Integrative analysis of Gene Expression dataset and Methylation dataset
For integrative analysis of gene expression dataset and methylation dataset, we have to consider only matched samples and matched genes from both the datasets (having same dataset Reference ID). Dataset 2 (NCBI Ref. ID:- GSE31699, gene expression dataset) and Dataset 3 (NCBI Ref. ID:- GSE31699, methylation dataset) have 13072 common genes (i.e., combined dataset). For integrative analysis of the combined dataset, at first we have identified 16 matched samples from the combined dataset. Thereafter, we have used the normality test on the matched expression dataset as well as matched methylation dataset individually. For the matched expression dataset, we have identified that 10236 of the matched genes are normally distributed, and rest of them (i.e., 2836 genes) are not normally distributed. For the matched methylation dataset, we have found 8173 genes which are following normal distribution, and remaining 4899 genes that do not following normal distribution. Then, the four parametric tests are applied on the normally distributed genes, and the four non-parametric tests are applied on the non-normally distributed genes, both at 0.05 p-value threshold for the matched expression dataset as well as the matched methylation dataset.

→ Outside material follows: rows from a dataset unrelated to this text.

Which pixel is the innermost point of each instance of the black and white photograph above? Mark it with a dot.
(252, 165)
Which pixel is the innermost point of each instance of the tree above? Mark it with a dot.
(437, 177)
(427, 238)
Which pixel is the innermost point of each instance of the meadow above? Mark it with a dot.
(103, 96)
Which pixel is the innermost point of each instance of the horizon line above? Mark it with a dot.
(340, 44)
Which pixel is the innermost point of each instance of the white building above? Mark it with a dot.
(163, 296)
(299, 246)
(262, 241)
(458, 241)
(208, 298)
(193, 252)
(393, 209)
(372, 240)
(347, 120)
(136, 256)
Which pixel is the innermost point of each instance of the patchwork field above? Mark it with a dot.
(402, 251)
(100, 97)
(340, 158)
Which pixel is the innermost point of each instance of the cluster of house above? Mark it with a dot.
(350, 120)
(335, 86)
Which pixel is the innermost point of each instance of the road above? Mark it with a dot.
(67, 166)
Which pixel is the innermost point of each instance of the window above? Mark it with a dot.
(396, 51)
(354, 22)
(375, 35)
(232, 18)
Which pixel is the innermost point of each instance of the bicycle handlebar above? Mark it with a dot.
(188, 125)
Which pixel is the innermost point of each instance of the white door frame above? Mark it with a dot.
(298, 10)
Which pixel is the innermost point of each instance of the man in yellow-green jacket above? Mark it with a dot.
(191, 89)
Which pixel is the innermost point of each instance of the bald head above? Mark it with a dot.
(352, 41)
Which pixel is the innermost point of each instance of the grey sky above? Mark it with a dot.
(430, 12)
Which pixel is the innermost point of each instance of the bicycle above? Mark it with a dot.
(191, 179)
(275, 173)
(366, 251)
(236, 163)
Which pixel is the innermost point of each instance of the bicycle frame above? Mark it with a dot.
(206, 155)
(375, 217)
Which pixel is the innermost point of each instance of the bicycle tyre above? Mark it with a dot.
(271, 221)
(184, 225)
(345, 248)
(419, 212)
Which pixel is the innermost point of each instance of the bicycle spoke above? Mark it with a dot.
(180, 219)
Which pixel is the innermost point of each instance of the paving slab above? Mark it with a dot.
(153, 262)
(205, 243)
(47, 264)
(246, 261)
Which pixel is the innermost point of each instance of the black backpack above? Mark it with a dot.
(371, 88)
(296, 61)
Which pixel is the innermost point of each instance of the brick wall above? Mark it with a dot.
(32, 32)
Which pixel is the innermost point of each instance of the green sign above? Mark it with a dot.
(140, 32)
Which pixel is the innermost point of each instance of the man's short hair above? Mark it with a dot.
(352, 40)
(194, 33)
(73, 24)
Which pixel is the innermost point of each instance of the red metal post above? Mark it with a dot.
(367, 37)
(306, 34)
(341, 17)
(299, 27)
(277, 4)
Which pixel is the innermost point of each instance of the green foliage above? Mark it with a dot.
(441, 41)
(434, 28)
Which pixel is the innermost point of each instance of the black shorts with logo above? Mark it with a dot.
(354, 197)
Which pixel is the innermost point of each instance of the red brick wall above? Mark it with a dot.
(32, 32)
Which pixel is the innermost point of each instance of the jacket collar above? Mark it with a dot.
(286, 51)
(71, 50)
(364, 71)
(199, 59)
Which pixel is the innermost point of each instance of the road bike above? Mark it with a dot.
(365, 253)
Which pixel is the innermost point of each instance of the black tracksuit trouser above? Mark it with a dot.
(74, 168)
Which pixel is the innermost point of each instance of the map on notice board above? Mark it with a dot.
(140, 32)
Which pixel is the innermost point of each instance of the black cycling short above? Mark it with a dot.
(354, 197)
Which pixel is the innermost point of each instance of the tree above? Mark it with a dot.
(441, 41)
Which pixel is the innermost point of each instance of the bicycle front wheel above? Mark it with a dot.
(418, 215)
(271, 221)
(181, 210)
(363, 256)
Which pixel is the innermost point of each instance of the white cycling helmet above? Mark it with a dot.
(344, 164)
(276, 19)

We have found 54 common up-regulated genes and 82 common down-regulated genes from the parametric tests, and 86 common up-regulated genes and 70 common down-regulated genes from the non-parametric tests for the expression dataset (viz., ∣UPDESET N∣ = 54, ∣UPDESET NN∣ = 86, ∣DOWNDESET N∣ = 82 and ∣DOWNDESET NN∣ = 70). Thereafter, we merge the common up-regulated and common down-regulated genes collected from the results of the parametric and nonparametric tests for the matched expression dataset (viz., ∣TOTALDESET (N+NN)∣ = 292). Similar statistical analyses are performed for the matched methylation dataset (viz., ∣HYPERDMSET N∣ = 89, ∣HYPERDMSET NN∣ = 174, ∣HYPODMSET N∣ = 95, ∣HYPODMSET NN∣ = 165, and ∣TOTALDMSET (N+NN)∣ = 523). Thereafter, our proposed method is applied on the TOTALDESET (N+NN) genes as well as the TOTALDMSET (N+NN) genes, individually (see S4 Text).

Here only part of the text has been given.